Citation
Abdullah, Amalia Qistina Castaneda
(2019)
Revisiting trauma and redemption through death drive among female suicide bombers in selected novels.
Doctoral thesis, Universiti Putra Malaysia.
Abstract
There has been a surge of research conducted within trauma studies. Nevertheless, due
to the scarcity of literary works written on female suicide bombers, a new genre of trauma amongst
women, this field of trauma needs further research. This is to give more attention to an
important reality: how Muslim women are becoming active participants in a violent world
of terrorism. This research focused on fictional characters who became suicide bombers.

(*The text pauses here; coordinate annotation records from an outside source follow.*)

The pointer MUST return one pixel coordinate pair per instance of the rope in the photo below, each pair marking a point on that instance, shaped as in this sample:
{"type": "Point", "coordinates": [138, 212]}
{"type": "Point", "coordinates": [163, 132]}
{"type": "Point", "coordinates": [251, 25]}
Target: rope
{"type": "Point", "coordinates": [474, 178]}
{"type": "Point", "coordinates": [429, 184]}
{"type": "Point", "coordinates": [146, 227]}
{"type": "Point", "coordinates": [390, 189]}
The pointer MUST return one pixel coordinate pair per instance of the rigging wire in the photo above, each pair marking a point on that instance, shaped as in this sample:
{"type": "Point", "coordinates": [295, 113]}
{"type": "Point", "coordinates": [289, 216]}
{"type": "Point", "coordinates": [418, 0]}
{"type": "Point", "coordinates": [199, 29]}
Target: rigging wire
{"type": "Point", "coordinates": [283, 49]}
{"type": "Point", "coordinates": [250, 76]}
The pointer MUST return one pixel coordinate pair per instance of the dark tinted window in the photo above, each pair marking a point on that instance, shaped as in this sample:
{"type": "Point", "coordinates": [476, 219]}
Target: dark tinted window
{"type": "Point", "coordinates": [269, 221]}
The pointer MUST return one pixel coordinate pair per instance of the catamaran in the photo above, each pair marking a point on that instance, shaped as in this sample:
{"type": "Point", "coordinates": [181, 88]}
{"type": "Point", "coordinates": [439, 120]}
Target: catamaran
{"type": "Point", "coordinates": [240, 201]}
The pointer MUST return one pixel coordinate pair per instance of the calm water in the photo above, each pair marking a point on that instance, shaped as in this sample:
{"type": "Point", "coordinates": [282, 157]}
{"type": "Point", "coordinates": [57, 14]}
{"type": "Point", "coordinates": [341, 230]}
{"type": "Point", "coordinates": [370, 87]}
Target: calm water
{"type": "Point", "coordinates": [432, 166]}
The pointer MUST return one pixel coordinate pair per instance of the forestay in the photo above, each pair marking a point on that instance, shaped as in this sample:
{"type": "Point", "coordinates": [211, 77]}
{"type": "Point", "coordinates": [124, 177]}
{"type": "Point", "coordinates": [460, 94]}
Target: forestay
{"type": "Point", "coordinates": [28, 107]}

Through textual analysis these selected novels on female suicide bombers written by the likes
of Anne Speckhard’s Bride of ISIS (2015), Yasmina Khadra’s The Attack (2007), Thomas Lee
Howell’s Martyr (2015), and Gabriella Ambrosio’s Before We Say Goodbye (2010), are analysed to
gain insight into the belief system of Muslim female suicide bombers, where they regain meaning
that is higher than the biological self which was in the past traumatised. My
critique then is on the system or ideology that preys on the vulnerability of these
women which successfully recruits them and inculcate a belief system born out of a desire for
assertion of life, identity and agency. An ideology that promises them redemption that is mutual
and reciprocated, which makes the formation of a suicide bomber easier. Utilising the concept of
trauma’s engraving memory and history by Cathy Caruth and Lacan’s death drive theory, this thesis
seeks to have a better understanding of the realisation that suffering is an instrument that could
exploit someone who is traumatised in order to victimise others. These novels are narratives of how
female suicide bombers are created from an existence ruled by fear, guilt, and pain, seeking escape
through cathartic death. This study is casting a different gaze on female suicide bombing and
finding out that religion is not the only reason why female suicide bombers detonate themselves.
Death drive is not like the Buddhist belief of striving for annihilation for eternal peace. Through
the analysis of selected novels, this research shed light to understand where this aberrant
behaviour arises from and what its “drivers” are – externalised and projected through
repression and senseless murderous rage. The study concludes that when hope diminishes,
the female characters see martyrdom as the ultimate redemption, out of dire hopelessness and cruel condition they dwell in; there is the promise that they will have a better life in
paradise. This research is relevant knowing that terrorism must be considered not as a personal
problem, but a manifestation of the disintegration of the social order and
therefore a dilemma for the integrated community to elucidate on.